Step	Hyp	Ref	Expression
1		riotaeqimp.j	. . . . 5 ⊢ 𝐽 = (℩𝑎 ∈ 𝑉 𝑌 = 𝐴)
2	1	eqcomi 2748	. . . 4 ⊢ (℩𝑎 ∈ 𝑉 𝑌 = 𝐴) = 𝐽
3	2	eqeq2i 2752	. . 3 ⊢ (𝐼 = (℩𝑎 ∈ 𝑉 𝑌 = 𝐴) ↔ 𝐼 = 𝐽)
4	3	bilanri 507	. 2 ⊢ ((𝜑 ∧ 𝐼 = 𝐽) → 𝐼 = (℩𝑎 ∈ 𝑉 𝑌 = 𝐴))
5		riotaeqimp.i	. . . . 5 ⊢ 𝐼 = (℩𝑎 ∈ 𝑉 𝑋 = 𝐴)

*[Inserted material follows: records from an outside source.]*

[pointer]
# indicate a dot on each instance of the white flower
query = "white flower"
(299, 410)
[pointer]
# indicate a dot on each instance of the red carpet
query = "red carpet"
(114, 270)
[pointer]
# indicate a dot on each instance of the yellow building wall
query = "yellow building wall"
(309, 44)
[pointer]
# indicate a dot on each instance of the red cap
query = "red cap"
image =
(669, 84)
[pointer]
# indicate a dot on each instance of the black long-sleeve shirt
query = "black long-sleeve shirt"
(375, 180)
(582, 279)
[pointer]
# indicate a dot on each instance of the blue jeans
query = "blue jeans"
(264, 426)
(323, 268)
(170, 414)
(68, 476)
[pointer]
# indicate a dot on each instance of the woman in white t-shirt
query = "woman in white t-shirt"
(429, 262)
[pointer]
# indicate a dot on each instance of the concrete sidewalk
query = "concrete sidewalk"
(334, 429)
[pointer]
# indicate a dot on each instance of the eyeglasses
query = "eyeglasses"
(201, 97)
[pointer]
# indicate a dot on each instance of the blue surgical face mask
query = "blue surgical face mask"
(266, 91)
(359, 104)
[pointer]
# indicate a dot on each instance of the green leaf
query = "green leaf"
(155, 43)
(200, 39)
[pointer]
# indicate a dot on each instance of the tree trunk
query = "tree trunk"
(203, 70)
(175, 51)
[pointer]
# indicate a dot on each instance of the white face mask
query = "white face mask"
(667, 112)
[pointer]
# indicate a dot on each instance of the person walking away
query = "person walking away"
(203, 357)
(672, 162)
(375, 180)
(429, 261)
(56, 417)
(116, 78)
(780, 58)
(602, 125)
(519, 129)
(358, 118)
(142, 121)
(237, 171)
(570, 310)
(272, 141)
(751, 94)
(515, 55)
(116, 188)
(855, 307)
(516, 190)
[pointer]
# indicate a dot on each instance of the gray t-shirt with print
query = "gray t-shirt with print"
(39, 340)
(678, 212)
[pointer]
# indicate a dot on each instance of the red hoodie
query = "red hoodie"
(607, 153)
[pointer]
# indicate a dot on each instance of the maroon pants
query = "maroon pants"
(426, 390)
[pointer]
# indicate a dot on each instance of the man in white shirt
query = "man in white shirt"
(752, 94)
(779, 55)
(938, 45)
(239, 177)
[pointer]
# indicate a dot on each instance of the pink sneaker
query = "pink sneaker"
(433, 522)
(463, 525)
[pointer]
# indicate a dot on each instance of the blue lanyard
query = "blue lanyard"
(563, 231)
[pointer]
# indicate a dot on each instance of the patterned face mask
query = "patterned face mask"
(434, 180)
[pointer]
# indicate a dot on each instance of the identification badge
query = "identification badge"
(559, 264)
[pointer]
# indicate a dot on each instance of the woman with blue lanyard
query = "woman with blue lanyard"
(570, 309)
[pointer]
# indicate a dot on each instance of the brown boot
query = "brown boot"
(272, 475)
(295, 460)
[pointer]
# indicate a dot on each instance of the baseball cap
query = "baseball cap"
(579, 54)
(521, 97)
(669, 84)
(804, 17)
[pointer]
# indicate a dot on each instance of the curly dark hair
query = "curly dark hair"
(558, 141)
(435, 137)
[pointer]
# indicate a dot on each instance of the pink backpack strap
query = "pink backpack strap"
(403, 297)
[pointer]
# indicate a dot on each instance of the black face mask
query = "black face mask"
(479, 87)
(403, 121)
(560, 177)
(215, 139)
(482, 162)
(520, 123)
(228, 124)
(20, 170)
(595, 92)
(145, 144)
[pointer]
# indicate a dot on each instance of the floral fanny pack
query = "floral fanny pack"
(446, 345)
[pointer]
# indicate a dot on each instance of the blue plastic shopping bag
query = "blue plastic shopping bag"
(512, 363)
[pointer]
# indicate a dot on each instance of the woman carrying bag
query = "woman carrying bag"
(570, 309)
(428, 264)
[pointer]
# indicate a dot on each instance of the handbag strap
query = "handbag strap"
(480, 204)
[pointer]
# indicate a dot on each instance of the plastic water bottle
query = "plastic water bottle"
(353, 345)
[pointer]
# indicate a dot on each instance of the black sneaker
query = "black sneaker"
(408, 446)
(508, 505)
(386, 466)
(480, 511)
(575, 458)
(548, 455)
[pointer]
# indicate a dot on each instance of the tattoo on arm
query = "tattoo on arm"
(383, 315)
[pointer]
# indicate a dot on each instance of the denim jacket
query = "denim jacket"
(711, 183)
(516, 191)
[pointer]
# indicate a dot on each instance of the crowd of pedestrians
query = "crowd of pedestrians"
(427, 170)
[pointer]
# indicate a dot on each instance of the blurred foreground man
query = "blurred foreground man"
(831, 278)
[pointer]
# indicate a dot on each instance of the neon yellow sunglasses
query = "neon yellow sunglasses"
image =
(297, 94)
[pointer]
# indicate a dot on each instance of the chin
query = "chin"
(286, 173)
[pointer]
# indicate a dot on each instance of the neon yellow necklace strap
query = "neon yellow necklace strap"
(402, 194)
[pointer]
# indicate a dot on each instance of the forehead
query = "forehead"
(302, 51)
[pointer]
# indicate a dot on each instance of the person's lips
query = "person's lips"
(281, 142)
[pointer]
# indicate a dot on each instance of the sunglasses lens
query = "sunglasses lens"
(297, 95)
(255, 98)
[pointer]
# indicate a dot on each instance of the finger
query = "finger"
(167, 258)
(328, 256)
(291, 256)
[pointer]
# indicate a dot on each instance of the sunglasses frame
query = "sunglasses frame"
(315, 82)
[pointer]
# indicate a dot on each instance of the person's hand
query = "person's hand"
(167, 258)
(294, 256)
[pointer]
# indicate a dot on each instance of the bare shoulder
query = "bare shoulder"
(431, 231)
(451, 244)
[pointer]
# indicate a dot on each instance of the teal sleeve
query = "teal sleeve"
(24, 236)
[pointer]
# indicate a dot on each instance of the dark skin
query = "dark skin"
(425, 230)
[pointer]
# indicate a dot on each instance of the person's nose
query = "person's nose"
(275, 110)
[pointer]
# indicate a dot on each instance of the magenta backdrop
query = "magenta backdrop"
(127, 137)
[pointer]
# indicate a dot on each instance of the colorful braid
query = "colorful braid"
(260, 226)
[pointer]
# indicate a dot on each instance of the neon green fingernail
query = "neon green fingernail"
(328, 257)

6	5	eqeq1i 2744	. . . 4 ⊢ (𝐼 = 𝐽 ↔ (℩𝑎 ∈ 𝑉 𝑋 = 𝐴) = 𝐽)
7		riotaeqimp.y	. . . . . . 7 ⊢ (𝜑 → ∃!𝑎 ∈ 𝑉 𝑌 = 𝐴)
8		riotacl 7330	. . . . . . 7 ⊢ (∃!𝑎 ∈ 𝑉 𝑌 = 𝐴 → (℩𝑎 ∈ 𝑉 𝑌 = 𝐴) ∈ 𝑉)
9	7, 8	syl 17	. . . . . 6 ⊢ (𝜑 → (℩𝑎 ∈ 𝑉 𝑌 = 𝐴) ∈ 𝑉)
10	1, 9	eqeltrid 2843	. . . . 5 ⊢ (𝜑 → 𝐽 ∈ 𝑉)
11		riotaeqimp.x	. . . . 5 ⊢ (𝜑 → ∃!𝑎 ∈ 𝑉 𝑋 = 𝐴)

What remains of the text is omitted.